Charles-Irénée Castel de Saint-Pierre

Charles-Irénée Castel de Saint-Pierre

Mais le public se moquait bien de ces « billevesées ». La paix perpétuelle et universelle, quelle utopie !... Les généreux projets de l’abbé de Saint-Pierre n’excitèrent que des moqueries. Alors, le doux pacifiste se consola en cultivant son idée fixe pour sa joie intime et personnelle. « Je vais voir du moins en pensée, écrit-il, les hommes s’unir et s’aimer ; je vais songer à une douce et paisible société de frères vivants dans une concorde éternelle ; et, réalisant en moi-même un tableau si touchant, l’image d’une félicité qui n’est point m’en fera goûter quelques instants une véritable... » Plus de deux siècles passèrent alors, et il fallut des tueries pour qu’on la prît enfin au sérieux la chimère du bon abbé.

Depuis le début du XIXe siècle
L’idée pacifiste, cependant, poursuivait son chemin. A la fin du XVIIIe siècle, Kant proposait à son tour la substitution de l’arbitrage à la guerre pour le règlement des conflits internationaux. Mais tout cela s’exprimait uniquement en développements philosophiques. Aucune tentative n’était faite peur donner corps à la chimère. Les hommes de la Révolution. pourtant, essayèrent d’en faire une réalité. Le 15 mai 1790, l’Assemblée Constituante déclare que « la nation française, contente d’être libre, ne veut s’engager dans aucune guerre et veut vivre avec toutes les nations dans cette fraternité qu’a commandée la Nature ».

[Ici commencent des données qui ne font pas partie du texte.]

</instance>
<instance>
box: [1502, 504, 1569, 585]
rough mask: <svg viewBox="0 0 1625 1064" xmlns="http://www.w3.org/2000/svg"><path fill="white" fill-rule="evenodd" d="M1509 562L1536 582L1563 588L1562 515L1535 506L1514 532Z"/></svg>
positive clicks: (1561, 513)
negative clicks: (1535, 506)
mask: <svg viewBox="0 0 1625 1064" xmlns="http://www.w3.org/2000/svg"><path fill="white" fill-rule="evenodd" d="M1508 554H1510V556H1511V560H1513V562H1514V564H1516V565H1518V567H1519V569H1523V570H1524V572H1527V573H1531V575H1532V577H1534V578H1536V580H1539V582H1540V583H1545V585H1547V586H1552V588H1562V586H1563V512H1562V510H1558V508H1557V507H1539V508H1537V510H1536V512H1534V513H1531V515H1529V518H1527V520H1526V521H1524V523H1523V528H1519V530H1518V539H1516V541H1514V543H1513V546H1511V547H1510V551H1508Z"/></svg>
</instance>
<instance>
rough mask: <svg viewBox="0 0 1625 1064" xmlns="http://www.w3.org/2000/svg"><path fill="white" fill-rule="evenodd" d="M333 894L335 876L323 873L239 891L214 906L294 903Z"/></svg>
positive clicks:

Après l’Empire reparaissent les théoriciens de la paix perpétuelle, Fourier, Saint-Simon, annonçant à l’envi l’ « avènement de l’harmonie pacifique de l’humanité ». Dès 1843, les Congrès internationaux de la Paix se succèdent. En 1863, Napoléon III invite les souverains à se réunir pour fonder le tribunal de la Paix... On sait comment l’Allemagne répondit à sa généreuse initiative, en déclenchant successivement les guerres contre le Danemark, contre l’Autriche, contre la France.

Les Congrès, cependant, se multiplient : le Palais de la Paix s’élève à La Haye. Les philosophes, les poètes célèbrent l’idée pacifiste. Lamartine écrit La Marseillaise de la Paix :

Et pourquoi nous haïr et mettre entre les races
Ces bornes ou ces eaux qu’abhorre l’œil de Dieu ?...

« La guerre, proclame Proudhon, est arrivée à la fin de son œuvre... » Et Victor Hugo, au lendemain de l’Année terrible, prophétise : « Nous aurons la République européenne, nous aurons ces grands Etats-Unis d’Europe qui couronneront le vieux monde ».